BlackRock says coronavirus has weakened the investment case for Indian assets

Devotees, wearing facemasks amid concerns over the spread of the COVID-19 novel coronavirus, arrive to pray at the Golden Temple in Amritsar on March 13, 2020.

Narinder Nanu | AFP | Getty Images

India‘s economy was already slowing when the coronavirus pandemic hit, weakening the case for investors to buy the country’s stocks and bonds, according to a BlackRock portfolio manager.

“Overall it leaves the case a bit weaker,” Neeraj Seth, head of Asian credit at the investment giant, told CNBC’s “Squawk Box Asia” on Tuesday.

“India entered the whole situation of Covid on a weaker footing … and if anything, the lockdown and the slowdown of economy only put more pressure on the banking system,” he added.

The country’s banking sector has long been plagued with troubles such as large amounts of bad debt, which has hurt the economy. Growth in India’s economy — the third largest in Asia — slowed to 4.7% in the quarter ended December 2019. It was the weakest pace in more than six years.

With the country now in lockdown as the government attempts to slow the spread of the coronavirus, Seth said the Indian economy could even contract in the coming quarters.

Official data in India showed total confirmed cases of Covid-19 standing at 10,363 as of Tuesday morning, with 339 deaths.

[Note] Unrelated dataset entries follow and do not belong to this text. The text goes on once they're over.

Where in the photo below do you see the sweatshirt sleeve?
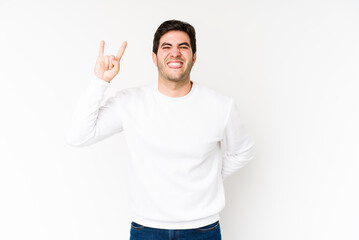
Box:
[222,99,254,180]
[66,77,123,147]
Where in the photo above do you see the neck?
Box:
[158,78,192,97]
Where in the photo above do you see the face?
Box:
[152,31,196,82]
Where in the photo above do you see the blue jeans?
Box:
[130,221,222,240]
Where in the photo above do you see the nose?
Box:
[171,47,181,57]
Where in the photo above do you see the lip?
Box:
[167,60,183,69]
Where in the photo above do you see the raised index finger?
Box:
[116,41,127,59]
[99,40,105,57]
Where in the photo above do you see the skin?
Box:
[94,31,196,97]
[152,31,196,97]
[95,40,127,83]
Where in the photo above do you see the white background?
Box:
[0,0,359,240]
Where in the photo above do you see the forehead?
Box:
[160,31,190,45]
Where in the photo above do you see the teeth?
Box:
[168,63,182,67]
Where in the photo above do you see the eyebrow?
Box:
[161,42,190,47]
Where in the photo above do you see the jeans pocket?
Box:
[195,221,219,232]
[131,222,145,229]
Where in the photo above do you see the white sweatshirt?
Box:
[67,77,254,229]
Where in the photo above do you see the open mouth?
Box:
[167,61,183,69]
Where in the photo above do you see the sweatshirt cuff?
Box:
[92,76,110,87]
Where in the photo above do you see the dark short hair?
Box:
[152,20,197,54]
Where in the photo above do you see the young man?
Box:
[67,20,254,240]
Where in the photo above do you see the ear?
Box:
[192,53,197,66]
[152,52,157,67]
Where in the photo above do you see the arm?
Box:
[222,99,254,180]
[66,77,123,147]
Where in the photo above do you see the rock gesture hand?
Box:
[95,40,127,83]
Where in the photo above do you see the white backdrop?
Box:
[0,0,359,240]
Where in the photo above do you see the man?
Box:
[67,20,254,240]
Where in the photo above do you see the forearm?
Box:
[67,77,113,147]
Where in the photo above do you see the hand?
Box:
[95,40,127,83]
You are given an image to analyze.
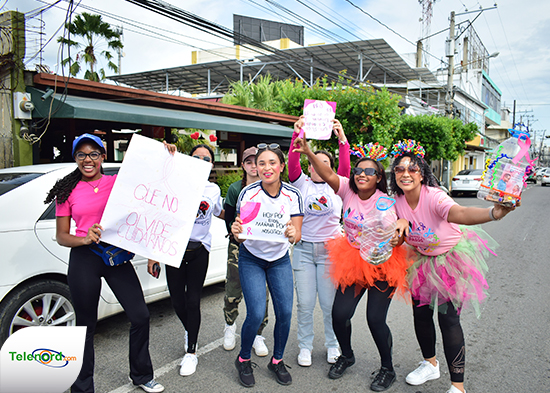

Indian Prime Minister Narendra Modi on Tuesday extended the coronavirus lockdown until May 3. The initial 21-day nationwide restrictions were supposed to have been lifted today.

Slower economic growth means that company earnings will be hurt, and that would hit the prices of stocks and certain bonds, said Seth, adding that BlackRock has been “cautious” on Indian credit at the “lower end” of the ratings spectrum.

But with India’s central bank — the Reserve Bank of India or RBI — expected to cut interest rates further, fixed income investments could benefit, he said.

“So overall, the case for fixed income, probably positive because we do expect the RBI to cut rate and the direction of monetary policy is still towards easing; the case for Indian credit, a little bit more nuanced, a bit more mixed depending on quality … and also case for equities also remain mixed here,” said Seth.